I went through all PHP's LDAP methods and identified four that could be a taint risk. I've added the following in a stub in our project for now. If/when anyone is able to consider this, I'm still happy to create PR if this behavior is desired by default.

/**
 * @psalm-taint-source input
 */
function ldap_get_attributes() {}

/**
 * @psalm-taint-source input
 */
function ldap_get_values_len() {}

/**
 * @psalm-taint-source input
 */
function ldap_get_values() {}

/**
 * @psalm-taint-source input
 */
function ldap_get_entries() {}
weirdan commented 9 months ago

I'd say it depends on whether your LDAP server is within your secure perimeter, and it likely varies from system to system. For some systems (e.g. phpMyAdmin) even the things we usually think of as an internal component (e.g. database) could be a taint source, especially if other systems have access to that.

mmcev106 commented 9 months ago

@weirdan, true, that does mitigate risk significantly. There may still be an argument for being more restrictive by default. I think our security team was specifically concerned about preventing an exploit of a system that manages LDAP entries from leading to greater exploits by injecting JS into PHP applications that reference those LDAP entries (e.g. XSS to mimic login pages & capture passwords).
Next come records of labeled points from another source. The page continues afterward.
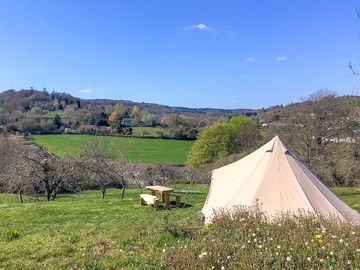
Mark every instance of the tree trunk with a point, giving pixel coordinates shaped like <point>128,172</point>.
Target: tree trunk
<point>123,192</point>
<point>47,193</point>
<point>20,198</point>
<point>103,191</point>
<point>53,194</point>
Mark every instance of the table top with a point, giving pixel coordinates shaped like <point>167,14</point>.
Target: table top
<point>159,188</point>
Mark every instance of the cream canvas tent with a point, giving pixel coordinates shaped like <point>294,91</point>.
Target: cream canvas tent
<point>278,181</point>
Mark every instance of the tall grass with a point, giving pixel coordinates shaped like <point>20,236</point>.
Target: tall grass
<point>248,240</point>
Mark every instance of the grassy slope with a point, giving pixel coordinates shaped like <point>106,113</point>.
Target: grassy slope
<point>81,231</point>
<point>148,131</point>
<point>134,149</point>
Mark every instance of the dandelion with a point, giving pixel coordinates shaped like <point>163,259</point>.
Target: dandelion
<point>318,238</point>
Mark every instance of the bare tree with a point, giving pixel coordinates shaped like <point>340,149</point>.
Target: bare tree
<point>97,166</point>
<point>28,171</point>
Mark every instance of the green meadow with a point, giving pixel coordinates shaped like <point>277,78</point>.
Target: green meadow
<point>80,231</point>
<point>142,150</point>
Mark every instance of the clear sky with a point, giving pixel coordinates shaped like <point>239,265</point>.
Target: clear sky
<point>194,53</point>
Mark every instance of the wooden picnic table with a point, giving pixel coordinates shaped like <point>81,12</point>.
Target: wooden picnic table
<point>164,191</point>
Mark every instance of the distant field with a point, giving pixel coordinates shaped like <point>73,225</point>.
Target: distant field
<point>133,149</point>
<point>52,114</point>
<point>80,231</point>
<point>148,131</point>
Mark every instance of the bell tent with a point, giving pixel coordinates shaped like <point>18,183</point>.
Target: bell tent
<point>275,179</point>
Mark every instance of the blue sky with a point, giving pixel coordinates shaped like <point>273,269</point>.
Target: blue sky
<point>219,53</point>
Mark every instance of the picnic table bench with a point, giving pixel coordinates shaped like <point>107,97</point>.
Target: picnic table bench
<point>149,199</point>
<point>177,198</point>
<point>164,191</point>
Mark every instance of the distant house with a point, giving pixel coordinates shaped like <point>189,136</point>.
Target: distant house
<point>127,122</point>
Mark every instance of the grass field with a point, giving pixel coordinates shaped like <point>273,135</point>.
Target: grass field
<point>79,231</point>
<point>82,232</point>
<point>133,149</point>
<point>52,114</point>
<point>148,131</point>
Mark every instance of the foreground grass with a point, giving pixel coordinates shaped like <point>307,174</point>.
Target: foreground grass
<point>148,131</point>
<point>132,149</point>
<point>80,231</point>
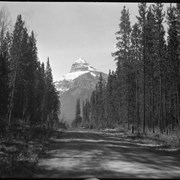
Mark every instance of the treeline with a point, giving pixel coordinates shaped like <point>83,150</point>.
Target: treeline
<point>27,92</point>
<point>144,91</point>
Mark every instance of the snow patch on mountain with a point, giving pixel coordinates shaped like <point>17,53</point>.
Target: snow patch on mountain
<point>73,75</point>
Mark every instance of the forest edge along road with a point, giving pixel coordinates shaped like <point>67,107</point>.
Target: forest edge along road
<point>88,154</point>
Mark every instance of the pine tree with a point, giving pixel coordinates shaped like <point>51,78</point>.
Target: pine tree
<point>142,24</point>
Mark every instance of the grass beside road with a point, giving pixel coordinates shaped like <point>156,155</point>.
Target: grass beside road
<point>167,142</point>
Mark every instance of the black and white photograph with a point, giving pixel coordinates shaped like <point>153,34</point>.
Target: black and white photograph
<point>89,90</point>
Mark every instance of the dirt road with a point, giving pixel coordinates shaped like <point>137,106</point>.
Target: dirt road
<point>98,155</point>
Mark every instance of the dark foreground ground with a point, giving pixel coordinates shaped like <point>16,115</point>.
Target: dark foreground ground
<point>83,154</point>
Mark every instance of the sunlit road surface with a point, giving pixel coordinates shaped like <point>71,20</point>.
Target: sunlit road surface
<point>98,155</point>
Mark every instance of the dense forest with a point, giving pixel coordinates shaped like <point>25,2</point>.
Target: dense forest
<point>28,97</point>
<point>143,93</point>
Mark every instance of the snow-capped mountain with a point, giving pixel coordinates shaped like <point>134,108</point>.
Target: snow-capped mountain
<point>78,83</point>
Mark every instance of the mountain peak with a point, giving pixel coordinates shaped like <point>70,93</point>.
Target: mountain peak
<point>81,60</point>
<point>81,65</point>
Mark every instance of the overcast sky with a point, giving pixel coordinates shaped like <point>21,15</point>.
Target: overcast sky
<point>66,31</point>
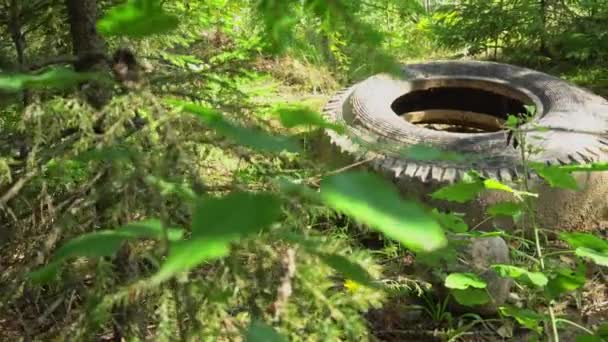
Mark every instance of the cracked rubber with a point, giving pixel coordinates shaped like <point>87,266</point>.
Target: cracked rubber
<point>576,132</point>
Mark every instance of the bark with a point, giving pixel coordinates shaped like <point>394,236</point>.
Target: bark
<point>89,47</point>
<point>15,27</point>
<point>543,27</point>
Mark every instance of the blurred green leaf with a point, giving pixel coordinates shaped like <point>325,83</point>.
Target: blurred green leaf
<point>245,136</point>
<point>107,242</point>
<point>563,280</point>
<point>234,215</point>
<point>349,269</point>
<point>425,152</point>
<point>261,332</point>
<point>592,167</point>
<point>449,221</point>
<point>104,243</point>
<point>373,201</point>
<point>461,192</point>
<point>216,223</point>
<point>136,19</point>
<point>54,78</point>
<point>185,255</point>
<point>512,209</point>
<point>45,274</point>
<point>598,257</point>
<point>295,116</point>
<point>462,281</point>
<point>589,338</point>
<point>521,274</point>
<point>471,296</point>
<point>527,318</point>
<point>586,240</point>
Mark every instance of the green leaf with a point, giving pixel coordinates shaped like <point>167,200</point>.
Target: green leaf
<point>555,176</point>
<point>450,221</point>
<point>136,19</point>
<point>185,255</point>
<point>234,215</point>
<point>462,281</point>
<point>586,240</point>
<point>591,167</point>
<point>245,136</point>
<point>589,338</point>
<point>112,153</point>
<point>375,202</point>
<point>54,78</point>
<point>512,209</point>
<point>302,116</point>
<point>471,296</point>
<point>598,257</point>
<point>425,152</point>
<point>461,192</point>
<point>493,184</point>
<point>261,332</point>
<point>527,318</point>
<point>106,243</point>
<point>216,223</point>
<point>563,280</point>
<point>508,271</point>
<point>45,274</point>
<point>348,269</point>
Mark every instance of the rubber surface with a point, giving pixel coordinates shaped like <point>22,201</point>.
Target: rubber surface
<point>574,121</point>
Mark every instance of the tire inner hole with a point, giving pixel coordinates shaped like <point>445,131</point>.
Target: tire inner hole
<point>463,106</point>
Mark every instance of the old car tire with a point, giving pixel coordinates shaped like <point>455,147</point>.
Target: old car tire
<point>478,94</point>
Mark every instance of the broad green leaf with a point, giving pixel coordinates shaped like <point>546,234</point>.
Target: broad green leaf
<point>462,281</point>
<point>349,269</point>
<point>375,202</point>
<point>54,78</point>
<point>107,242</point>
<point>451,222</point>
<point>527,318</point>
<point>425,152</point>
<point>592,167</point>
<point>253,138</point>
<point>598,257</point>
<point>512,209</point>
<point>555,176</point>
<point>471,296</point>
<point>302,116</point>
<point>261,332</point>
<point>234,215</point>
<point>521,274</point>
<point>493,184</point>
<point>112,153</point>
<point>136,18</point>
<point>586,240</point>
<point>185,255</point>
<point>563,280</point>
<point>589,338</point>
<point>461,192</point>
<point>45,274</point>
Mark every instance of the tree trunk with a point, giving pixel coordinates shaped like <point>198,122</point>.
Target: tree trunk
<point>89,47</point>
<point>543,23</point>
<point>16,29</point>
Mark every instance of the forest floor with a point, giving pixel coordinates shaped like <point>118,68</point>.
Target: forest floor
<point>416,315</point>
<point>412,316</point>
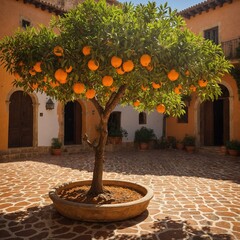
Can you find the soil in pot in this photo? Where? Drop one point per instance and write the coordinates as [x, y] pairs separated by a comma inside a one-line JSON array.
[[112, 195]]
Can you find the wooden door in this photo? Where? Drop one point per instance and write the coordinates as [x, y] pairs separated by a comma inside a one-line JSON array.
[[20, 132], [72, 123]]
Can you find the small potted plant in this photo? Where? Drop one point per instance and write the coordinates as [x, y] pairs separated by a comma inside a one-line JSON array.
[[233, 147], [56, 146], [115, 135], [189, 143], [143, 136]]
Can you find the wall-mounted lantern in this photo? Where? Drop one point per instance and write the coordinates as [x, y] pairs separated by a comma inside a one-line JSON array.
[[49, 104]]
I suppose the risk would be similar if an employee with access only to LDAP systems had malicious intent and wanted to gain access to other systems.

weirdan commented 9 months ago

Perhaps it would make sense to add a config section to turn on / off taintedness for entire groups of functions, e.g.:

<taintSources
   db="true" // PDO, MySQLi, PostgreSQL, OCI, etc
   cache="false" // Memcached, Redis, apc (?)
   config="false" // zookeeper, etc
   ldap="true" // ldap...
   queue="true" // beanstalk, amqp, etc...
   fs="false" // file_get_contents && friends
/>
mmcev106 commented 9 months ago

@weirdan, I can't justify working on all those options, but might be able to create a PR that adds support for that config section and a single ldap option to start. Would that PR be considered if I worked on it? If so, do you have a preference on the default value for the ldap option?

weirdan commented 9 months ago

Sure, but I'd like to discuss this with other maintainers and lay out a rough design first. Adding new config options is easy, changing or removing them later is less so.

One question would be whether we want to allow userland libs to opt in into some taint groups. For example, amphp/redis could possibly want to be included into taintSources.cache.

weirdan commented 9 months ago

@danog @orklah thoughts? And also, are there any other contributors we may want to involve? Someone particularly active in taint analysis part perhaps?